Session Types: The Full Theory

Typestate is a practical fragment of session types, a theoretical framework where the type of a communication channel describes the entire protocol.

A session type specifies, from one participant’s perspective, the sequence of sends and receives:

Client = !Request . ?Response . End
Server = ?Request . !Response . End

The ! means “send,” ? means “receive,” . means “then.” The client sends a request, receives a response, then the session ends. The server is the dual — it receives what the client sends, sends what the client receives.

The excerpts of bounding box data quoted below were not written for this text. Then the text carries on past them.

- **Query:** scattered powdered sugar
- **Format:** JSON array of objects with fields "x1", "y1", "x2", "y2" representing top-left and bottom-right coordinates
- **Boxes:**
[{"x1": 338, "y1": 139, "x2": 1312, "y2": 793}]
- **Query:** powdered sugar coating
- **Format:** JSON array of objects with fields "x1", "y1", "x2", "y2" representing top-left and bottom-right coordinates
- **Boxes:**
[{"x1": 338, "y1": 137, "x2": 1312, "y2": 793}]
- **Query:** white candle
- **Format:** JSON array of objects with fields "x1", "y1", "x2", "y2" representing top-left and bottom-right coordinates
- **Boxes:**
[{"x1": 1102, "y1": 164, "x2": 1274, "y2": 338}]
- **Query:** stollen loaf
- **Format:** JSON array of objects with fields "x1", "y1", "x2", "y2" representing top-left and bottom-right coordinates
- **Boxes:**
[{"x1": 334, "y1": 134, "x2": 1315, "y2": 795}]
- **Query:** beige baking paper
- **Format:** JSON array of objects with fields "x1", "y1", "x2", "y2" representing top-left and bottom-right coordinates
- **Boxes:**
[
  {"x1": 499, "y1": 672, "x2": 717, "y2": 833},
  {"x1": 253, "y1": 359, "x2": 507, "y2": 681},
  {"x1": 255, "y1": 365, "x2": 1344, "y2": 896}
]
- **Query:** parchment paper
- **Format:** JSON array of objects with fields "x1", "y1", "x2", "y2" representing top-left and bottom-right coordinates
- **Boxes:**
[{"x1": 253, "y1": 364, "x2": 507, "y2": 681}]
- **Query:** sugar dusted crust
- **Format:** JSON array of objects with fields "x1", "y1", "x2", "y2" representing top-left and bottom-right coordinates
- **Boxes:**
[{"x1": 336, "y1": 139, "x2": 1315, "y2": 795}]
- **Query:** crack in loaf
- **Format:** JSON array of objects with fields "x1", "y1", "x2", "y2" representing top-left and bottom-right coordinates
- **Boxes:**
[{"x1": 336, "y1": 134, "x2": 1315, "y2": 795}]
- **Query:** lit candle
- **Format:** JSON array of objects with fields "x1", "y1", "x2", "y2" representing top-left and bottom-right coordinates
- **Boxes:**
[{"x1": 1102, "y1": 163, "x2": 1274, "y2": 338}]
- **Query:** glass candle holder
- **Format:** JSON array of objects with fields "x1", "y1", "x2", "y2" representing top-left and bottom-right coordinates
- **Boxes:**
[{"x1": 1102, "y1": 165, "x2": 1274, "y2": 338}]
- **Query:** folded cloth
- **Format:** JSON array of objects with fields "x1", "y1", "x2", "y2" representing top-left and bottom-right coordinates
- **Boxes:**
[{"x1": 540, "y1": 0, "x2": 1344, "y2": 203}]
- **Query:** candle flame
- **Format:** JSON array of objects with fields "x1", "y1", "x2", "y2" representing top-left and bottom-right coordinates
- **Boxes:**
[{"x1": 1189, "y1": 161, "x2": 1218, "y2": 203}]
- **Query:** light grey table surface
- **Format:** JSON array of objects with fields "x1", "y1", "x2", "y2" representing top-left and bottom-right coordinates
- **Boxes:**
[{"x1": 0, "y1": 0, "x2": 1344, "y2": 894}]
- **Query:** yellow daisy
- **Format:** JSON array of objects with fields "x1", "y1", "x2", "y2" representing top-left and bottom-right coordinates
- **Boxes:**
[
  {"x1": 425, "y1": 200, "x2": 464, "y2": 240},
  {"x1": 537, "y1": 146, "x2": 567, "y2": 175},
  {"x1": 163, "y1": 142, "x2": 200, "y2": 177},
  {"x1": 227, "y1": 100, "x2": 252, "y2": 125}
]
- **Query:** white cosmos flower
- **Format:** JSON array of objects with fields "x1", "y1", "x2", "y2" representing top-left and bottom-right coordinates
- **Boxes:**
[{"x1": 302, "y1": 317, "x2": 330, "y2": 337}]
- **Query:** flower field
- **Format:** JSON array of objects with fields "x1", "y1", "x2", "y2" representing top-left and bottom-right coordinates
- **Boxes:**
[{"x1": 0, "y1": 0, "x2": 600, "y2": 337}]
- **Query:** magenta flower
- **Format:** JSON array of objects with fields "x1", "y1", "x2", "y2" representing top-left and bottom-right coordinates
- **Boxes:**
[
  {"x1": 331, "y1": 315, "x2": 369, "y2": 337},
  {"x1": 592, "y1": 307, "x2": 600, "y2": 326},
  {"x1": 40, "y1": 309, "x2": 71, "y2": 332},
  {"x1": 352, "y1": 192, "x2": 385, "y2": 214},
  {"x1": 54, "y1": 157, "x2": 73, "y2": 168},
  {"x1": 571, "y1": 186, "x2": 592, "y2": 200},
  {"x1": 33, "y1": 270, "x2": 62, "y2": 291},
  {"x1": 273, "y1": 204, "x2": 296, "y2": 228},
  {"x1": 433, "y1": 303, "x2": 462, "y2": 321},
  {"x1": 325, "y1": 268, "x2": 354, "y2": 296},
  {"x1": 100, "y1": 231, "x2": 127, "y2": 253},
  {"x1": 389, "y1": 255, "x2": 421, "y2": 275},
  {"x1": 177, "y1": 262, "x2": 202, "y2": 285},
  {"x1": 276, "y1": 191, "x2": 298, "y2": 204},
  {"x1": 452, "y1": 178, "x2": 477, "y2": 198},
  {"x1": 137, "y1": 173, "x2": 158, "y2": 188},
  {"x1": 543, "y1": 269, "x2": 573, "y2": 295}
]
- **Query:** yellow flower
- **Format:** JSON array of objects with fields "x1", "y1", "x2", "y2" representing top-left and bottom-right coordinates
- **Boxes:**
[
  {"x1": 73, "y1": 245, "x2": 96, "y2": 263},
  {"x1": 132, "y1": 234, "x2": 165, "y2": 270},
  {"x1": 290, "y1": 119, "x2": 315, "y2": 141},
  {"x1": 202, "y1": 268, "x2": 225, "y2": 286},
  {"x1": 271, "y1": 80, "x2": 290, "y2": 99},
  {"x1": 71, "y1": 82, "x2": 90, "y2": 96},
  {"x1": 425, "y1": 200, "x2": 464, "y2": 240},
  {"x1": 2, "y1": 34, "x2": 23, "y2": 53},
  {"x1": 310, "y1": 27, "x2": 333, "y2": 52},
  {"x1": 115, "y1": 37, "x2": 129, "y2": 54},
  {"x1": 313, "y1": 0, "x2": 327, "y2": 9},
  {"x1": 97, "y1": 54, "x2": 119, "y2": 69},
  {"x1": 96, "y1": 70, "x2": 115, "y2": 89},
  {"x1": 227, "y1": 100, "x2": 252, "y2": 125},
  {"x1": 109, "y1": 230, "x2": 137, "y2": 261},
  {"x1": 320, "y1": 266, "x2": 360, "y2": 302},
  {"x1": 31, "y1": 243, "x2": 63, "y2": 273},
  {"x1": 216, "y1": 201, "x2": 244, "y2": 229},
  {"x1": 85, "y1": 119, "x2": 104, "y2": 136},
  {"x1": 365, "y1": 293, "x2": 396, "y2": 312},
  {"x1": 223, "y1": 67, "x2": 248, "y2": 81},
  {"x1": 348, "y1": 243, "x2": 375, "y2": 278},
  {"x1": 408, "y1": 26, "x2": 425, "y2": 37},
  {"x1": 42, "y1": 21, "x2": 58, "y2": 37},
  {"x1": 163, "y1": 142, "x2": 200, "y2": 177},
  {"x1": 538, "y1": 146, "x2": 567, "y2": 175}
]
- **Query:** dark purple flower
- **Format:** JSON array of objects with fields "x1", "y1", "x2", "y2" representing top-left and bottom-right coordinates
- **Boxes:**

The key property: a well-typed program using session types cannot violate the protocol. If the client tries to receive before sending, the types do not match. If the server tries to send before receiving, same thing.

C++ typestate approximates session types for one side. Each state type corresponds to a point in the session. Each transition is a send or receive. The type system ensures operations happen in order. We lose automatic dual-party checking (the compiler does not verify that client and server types are duals), but we gain the core guarantee: protocol violations are type errors.

The Continuation-Passing Connection

There is a deep connection between typestate and continuation-passing style (CPS). Each typestate transition takes the current state and produces the next state. The “continuation” is implicit — it is the set of operations available on the output type.

auto connect(Created c) -> Connected;
// The "continuation" after connect is: any function that takes Connected

In CPS, you would write:

template<typename K>
void connect_cps(Created c, K continuation) {
    Connected result = /* ... */;
    continuation(std::move(result));
}

The continuation K is constrained by the output type — it must accept a Connected. This connects to Curry-Howard: A ⊸ B as “consuming a proof of A, producing a proof of B.” The continuation is the consumer of the proof.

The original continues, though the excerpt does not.